C’est un très beau livre, assurément. Avec, en son cœur, la famille. Une famille éclatée mais soudée essentiellement par ce couple de parents unis au point de souffrir de la même maladie, au point peut-être de faire passer leur amour avant celui éprouvé pour leurs enfants. Mathilde règne aussi, au-dessus de la maladie, au-dessus de la pauvreté, toujours digne et valeureuse, elle prend la figure d’une Mère-Courage adolescente. L’incipit qui nous montre une Mathilde vieillissante qui revient dans le sanatorium des décennies plus tard - l’endroit est alors à l’abandon - ne pouvait déjà que me plaire, adepte d’urbex que je suis. Je ne fais pas de cette lecture un coup de cœur comme Géraldine chez qui j’ai chipé l’idée de lecture ; la description de la maladie me renvoie à de très mauvais souvenirs, mais l’intrigue est bien menée, les personnages sont attachants (Mathilde est admirable !), le contexte historique des années 50 et 60 intéressant. Et l’écriture, soignée et sans pathos, est très belle. La romancière s’est inspirée d’une histoire vraie et le sanatorium d'Aincourt n'est pas le seul à être laissé à l'abandon.

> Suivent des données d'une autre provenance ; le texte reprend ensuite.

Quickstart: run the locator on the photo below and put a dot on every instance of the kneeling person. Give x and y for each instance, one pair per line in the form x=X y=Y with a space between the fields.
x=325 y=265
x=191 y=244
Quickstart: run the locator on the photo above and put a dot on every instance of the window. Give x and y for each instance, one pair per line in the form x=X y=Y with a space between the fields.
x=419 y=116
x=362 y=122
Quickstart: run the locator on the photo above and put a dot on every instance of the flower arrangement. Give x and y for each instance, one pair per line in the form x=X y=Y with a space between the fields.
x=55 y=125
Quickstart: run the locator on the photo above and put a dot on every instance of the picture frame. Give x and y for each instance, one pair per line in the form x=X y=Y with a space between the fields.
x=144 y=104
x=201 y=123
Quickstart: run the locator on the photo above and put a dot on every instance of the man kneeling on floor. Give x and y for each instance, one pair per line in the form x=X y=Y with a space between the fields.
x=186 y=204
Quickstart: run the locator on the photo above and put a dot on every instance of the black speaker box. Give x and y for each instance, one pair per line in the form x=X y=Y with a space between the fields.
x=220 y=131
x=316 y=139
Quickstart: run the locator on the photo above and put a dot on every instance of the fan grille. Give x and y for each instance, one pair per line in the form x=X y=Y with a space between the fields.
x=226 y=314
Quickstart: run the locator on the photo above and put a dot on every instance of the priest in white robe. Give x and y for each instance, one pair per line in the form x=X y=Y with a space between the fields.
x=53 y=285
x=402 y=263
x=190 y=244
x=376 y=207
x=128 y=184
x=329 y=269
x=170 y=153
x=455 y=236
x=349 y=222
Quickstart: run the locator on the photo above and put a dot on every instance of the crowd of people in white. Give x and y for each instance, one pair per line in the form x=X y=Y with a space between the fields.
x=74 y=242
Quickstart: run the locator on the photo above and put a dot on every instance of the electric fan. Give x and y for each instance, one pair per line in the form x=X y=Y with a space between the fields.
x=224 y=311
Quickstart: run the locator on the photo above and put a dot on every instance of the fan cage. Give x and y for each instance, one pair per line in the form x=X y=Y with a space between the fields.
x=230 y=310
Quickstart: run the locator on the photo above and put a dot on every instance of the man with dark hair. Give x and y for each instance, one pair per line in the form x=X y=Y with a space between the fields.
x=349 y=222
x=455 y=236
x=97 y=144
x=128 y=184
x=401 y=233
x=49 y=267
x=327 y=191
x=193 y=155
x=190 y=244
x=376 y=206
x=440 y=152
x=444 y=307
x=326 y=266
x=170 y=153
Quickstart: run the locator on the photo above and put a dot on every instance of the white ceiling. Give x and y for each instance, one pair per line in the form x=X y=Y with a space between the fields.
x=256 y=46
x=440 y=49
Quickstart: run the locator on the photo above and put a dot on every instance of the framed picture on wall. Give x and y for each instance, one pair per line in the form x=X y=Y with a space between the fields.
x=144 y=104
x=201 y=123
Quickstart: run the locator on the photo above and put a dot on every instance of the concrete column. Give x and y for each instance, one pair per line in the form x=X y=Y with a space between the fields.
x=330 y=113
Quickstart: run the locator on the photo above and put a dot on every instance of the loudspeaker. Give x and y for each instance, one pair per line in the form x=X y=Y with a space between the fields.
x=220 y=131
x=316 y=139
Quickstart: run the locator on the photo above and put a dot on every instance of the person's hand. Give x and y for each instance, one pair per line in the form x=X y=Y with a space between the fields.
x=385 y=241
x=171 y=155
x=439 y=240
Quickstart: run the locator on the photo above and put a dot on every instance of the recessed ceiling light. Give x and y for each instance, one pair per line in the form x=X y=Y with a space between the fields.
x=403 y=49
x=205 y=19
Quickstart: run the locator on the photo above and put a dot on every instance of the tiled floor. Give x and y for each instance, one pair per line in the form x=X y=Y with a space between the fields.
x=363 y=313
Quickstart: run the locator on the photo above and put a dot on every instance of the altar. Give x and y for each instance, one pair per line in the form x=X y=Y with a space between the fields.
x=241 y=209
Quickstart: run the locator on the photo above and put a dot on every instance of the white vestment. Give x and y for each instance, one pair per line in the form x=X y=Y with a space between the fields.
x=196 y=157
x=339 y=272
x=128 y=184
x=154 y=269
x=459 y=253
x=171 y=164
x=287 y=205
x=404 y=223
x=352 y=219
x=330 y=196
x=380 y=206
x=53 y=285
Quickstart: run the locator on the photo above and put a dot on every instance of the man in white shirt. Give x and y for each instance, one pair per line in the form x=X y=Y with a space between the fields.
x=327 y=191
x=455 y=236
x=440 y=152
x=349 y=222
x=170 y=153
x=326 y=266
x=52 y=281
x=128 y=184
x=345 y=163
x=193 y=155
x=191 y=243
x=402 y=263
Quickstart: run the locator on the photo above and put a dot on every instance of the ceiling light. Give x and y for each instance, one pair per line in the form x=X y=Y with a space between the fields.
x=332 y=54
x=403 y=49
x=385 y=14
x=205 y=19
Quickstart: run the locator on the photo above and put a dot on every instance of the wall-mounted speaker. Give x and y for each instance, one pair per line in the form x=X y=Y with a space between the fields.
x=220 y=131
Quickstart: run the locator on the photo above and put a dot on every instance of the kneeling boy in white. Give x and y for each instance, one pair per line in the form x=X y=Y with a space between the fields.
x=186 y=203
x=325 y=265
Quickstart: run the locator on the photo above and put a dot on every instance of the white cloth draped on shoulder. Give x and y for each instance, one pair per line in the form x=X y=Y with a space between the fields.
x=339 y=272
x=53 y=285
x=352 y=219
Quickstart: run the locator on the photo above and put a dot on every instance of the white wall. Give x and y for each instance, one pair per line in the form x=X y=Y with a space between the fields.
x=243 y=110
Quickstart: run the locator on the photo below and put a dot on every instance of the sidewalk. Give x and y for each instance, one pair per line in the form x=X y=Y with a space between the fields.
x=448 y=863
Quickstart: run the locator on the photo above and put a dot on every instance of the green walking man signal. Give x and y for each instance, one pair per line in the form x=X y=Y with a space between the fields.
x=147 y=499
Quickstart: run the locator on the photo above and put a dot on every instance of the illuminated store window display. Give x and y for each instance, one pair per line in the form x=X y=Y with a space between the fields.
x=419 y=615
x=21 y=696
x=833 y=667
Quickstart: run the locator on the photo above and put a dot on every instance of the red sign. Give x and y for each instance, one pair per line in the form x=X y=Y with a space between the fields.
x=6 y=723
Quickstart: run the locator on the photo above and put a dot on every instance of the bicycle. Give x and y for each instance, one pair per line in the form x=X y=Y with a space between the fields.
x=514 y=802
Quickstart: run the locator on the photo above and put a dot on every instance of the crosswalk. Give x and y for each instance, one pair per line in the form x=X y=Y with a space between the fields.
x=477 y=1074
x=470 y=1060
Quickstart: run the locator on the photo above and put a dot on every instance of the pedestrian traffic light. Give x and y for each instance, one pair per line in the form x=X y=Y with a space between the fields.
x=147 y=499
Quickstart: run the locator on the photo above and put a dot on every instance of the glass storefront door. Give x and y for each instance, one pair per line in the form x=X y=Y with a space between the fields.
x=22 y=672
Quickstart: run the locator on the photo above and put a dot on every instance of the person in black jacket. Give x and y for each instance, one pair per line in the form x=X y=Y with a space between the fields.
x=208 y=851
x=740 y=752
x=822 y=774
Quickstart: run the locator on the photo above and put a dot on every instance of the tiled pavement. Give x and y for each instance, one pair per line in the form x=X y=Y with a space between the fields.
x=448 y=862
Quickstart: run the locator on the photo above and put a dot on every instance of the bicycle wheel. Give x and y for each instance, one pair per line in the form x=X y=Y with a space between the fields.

Paulot ne veut pas danser avec Mathilde, son « p’tit gars » (elle est née après la mort d’un frère) : « Maintenant ils la regardent, la famine poussée seule, sans seins, sans fesses, sans jupe. Celle qui est arrivée quand Paul avait déjà une fille, qui pour lui plaire a pris la place du mort. Elle sourit toujours, par-dessus l’apocalypse. Ils sont gênés, détournent les yeux, se resservent à boire. Ce n’est pas leur faute si Paulot n’est pas foutu de l’aimer comme il faut. »

Ce beau moment où l’hésitation surgit doucement, vivre peut-être un peu pour soi-même… : « Mathilde est un funambule en tension, oscillant entre la nécessité d’être Mathilde Blanc, puissante, enchanteresse, fidèle ; et le désir aigu d’être une autre, fragile, légère, avec des rêves à soi. »

Deuxième lecture  après Kinderzimmer.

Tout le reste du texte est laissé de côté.